Please tell me what other settings need to be set for this to work.
@wcb I didn’t follow the whole thing, but what you describe sounds like you also have to set up the following for the Bitwarden desktop app:
→ File → Settings: Vault timeout Action: “Lock” (and select an appropriate vault timeout - e.g. 5 min - and an unlocking option for the desktop app)
That you need the desktop app running for being able to unlock the Bitwarden extension is normal.
PS: These settings for the desktop app should to staying logged in in the desktop app, so that you just have to unlock the desktop app.
This is normal, but what is not normal is if your Desktop app is subsequently logged out (therefore requiring you to repeat the login process to use biometrics in the browser extension).
Have you followed the instructions in this comment, and are you refraining from manually logging out of your account on the Desktop app (and/or the browser extension)?
Thank you both for your help.
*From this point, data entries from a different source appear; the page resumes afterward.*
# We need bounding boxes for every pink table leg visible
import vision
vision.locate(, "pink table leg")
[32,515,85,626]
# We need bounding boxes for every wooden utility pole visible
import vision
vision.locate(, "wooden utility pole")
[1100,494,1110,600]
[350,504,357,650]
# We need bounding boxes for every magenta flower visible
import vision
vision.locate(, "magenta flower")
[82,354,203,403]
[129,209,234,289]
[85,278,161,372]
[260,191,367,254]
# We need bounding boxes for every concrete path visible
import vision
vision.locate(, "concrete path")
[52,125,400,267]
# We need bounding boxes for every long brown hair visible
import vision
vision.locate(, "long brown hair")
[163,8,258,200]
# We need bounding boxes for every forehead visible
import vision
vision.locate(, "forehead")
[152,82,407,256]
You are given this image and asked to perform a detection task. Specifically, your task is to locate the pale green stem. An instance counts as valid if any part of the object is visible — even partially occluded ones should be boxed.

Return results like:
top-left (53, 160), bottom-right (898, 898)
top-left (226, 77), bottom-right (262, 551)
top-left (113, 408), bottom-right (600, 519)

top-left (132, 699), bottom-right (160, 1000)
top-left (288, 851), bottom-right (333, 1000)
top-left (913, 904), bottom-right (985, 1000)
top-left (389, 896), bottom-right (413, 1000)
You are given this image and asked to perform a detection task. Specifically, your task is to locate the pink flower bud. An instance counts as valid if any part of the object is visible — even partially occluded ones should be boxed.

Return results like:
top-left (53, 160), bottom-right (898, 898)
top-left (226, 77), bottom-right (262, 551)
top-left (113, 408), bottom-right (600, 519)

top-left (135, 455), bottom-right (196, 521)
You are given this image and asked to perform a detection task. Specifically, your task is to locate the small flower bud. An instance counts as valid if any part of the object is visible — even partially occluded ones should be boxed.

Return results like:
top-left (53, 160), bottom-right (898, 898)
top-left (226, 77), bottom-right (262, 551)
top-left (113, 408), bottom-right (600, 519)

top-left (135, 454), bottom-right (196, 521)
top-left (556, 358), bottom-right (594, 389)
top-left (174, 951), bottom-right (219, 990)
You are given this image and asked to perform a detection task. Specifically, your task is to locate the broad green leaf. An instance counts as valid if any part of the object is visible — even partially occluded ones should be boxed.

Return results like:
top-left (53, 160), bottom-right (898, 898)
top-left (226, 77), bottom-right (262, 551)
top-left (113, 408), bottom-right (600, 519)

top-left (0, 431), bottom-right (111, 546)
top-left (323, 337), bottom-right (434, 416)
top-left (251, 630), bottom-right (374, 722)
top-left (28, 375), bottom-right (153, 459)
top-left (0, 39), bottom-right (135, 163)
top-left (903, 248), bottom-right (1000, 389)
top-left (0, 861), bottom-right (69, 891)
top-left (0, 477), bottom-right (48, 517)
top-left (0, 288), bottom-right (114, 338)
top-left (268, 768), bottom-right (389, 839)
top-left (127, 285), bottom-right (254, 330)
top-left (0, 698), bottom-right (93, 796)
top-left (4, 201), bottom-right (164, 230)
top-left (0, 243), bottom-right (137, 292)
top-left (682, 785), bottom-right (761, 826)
Today it is working. After a reboot and logging in to Windows, I can run Firefox and unlock the Bitwarden extension without logging into or unlocking the Bitwarden application. After making the necessary changes yesterday, I couldn’t get it to work. Today it works. I can’t explain it. I had the timeout setting set to lock in both the extension and application. The only change I made from the instructions in this thread were to check these three boxes:
Anyway, it works now. I have been having to use my master password in the Bitwarden application for months. This will be much easier…
The instructions above did say to check those three boxes (plus the next two). Regardless, glad to hear it’s working for you now!
If you don’t already have one, please make sure that you create an Emergency Sheet with the master password and 2FA recovery code for your Bitwarden account. Without this, you may get yourself in deep trouble once you’ve used the biometric unlock for so long that you’ve forgotten your master password.
Yes, those next two were already checked. I already had the Bitwarden app start upon login where I always had to use my master password. I only changed the three shown in my screenshot.
Thanks. I already have an emergency sheet with all of that information.
I was going to create a new topic, but this one is just what I need. I can’t use biometrics in Chrome extension to unlock. I get the message “Browser integration not set up”.
When I reboot my computer, I start BW app and it allows me to use Windows Hello and I have all these checkboxes checked:
- Vault timeout action: LOCK
- Unlock with windows hello
- Ask for windows hello on app start
- Start automatically on login
- Allow browser integration
So why can’t I unlock the extension with fingerprint too?
When I had this happen, I solved it by:
- Turn off the integration in both the browser extension and the desktop app
- make sure their version numbers are both current.
- reboot
- Turn on biometric unlock on the desktop and make sure it works for unlocking the desktop app.
- Reestablish the integration.
In my case, this happened immediately after one or the other was upgraded.